Private sales no longer able to support social home building
Model is broken say mega-associations
UK housing policy is ‘broken’ and will not deliver the number of social homes the government wants, some of the country’s most powerful housing associations have warned.
The Volume Developers Group, which includes mega-associations London & Quadrant and Riverside, is lobbying the government for revolutionary changes to end their dependence on the crashing property market. Backed by the G15 group of London’s largest associations, the landlords have warned the government they are no longer able to subsidise social housing development by selling private and shared ownership homes.

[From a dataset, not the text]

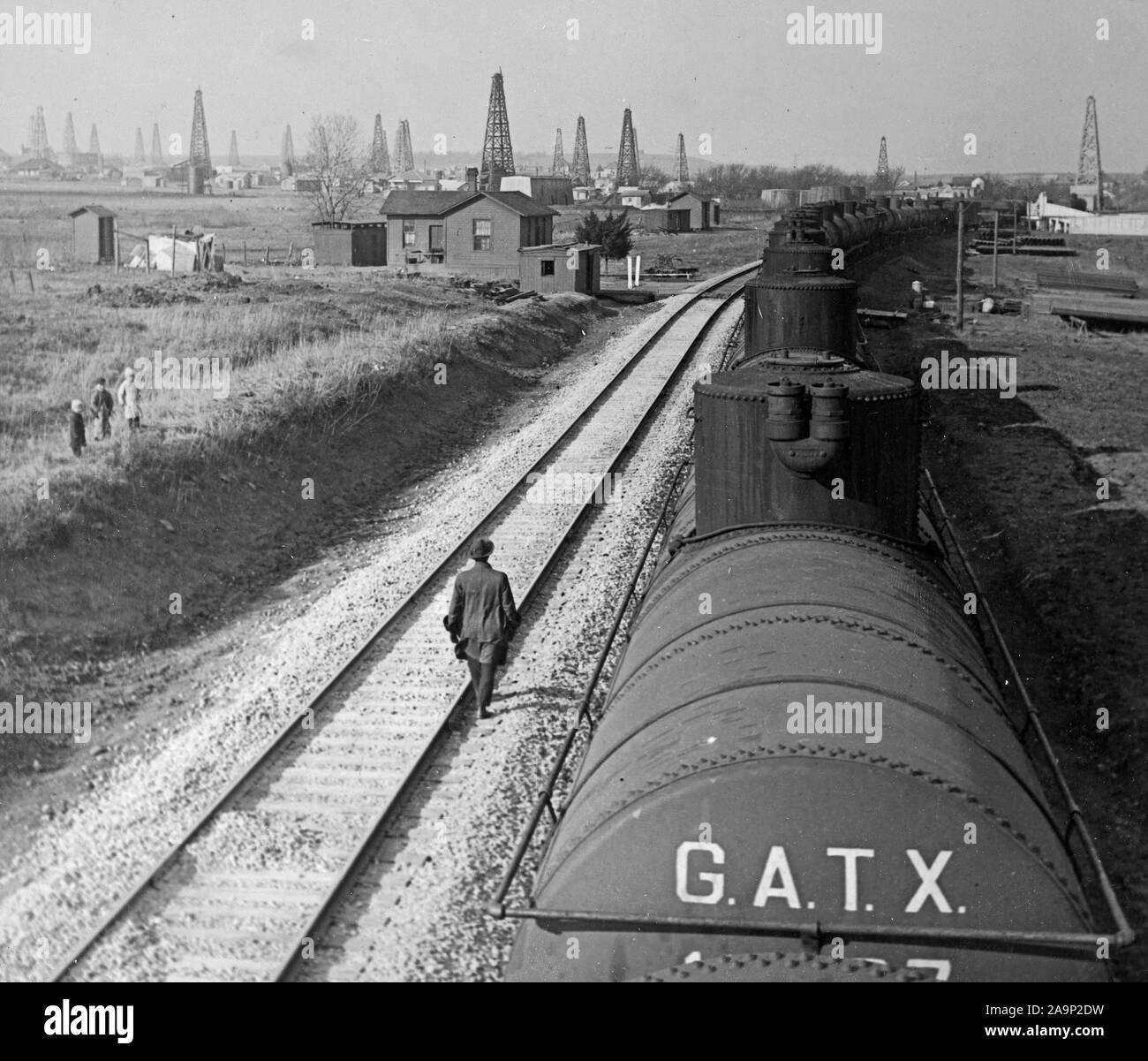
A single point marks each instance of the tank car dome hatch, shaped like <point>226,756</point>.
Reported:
<point>799,302</point>
<point>869,478</point>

Writing in this week’s Inside Housing on behalf of both groups, L&Q Group chief executive David Montague calls for a ‘fourth way’ – beyond the ‘third way’ of public-private partnership that housing associations have embodied for many years. This would involve bringing forward the entire unspent affordable housing budget for the next three years. Until private lenders regained confidence, the government would be the main source of associations’ development cash, providing a combination of grants and equity investment.
Mr Montague admitted this plan would mean fewer homes for the money. But he added: ‘Nothing is going to be built under the current model. The current model is broken.
’L&Q was not planning to build any new homes for private sale in the next 18 months, Mr Montague said.
Keith Exford, chief executive of Affinity Sutton, said the government would ‘unequivocally’ fail to meet its social housing targets in the next three years with current resources. ‘We typically build about 1,000 homes a year. We will not be building this many homes next year because that can’t be sustained without profits from sales.
’Sir Bob Kerslake, chief executive designate of the Homes and Communities Agency, said: ‘We wouldn’t rule out bids without cross-subsidy, but would look for a range of proposals to come forward.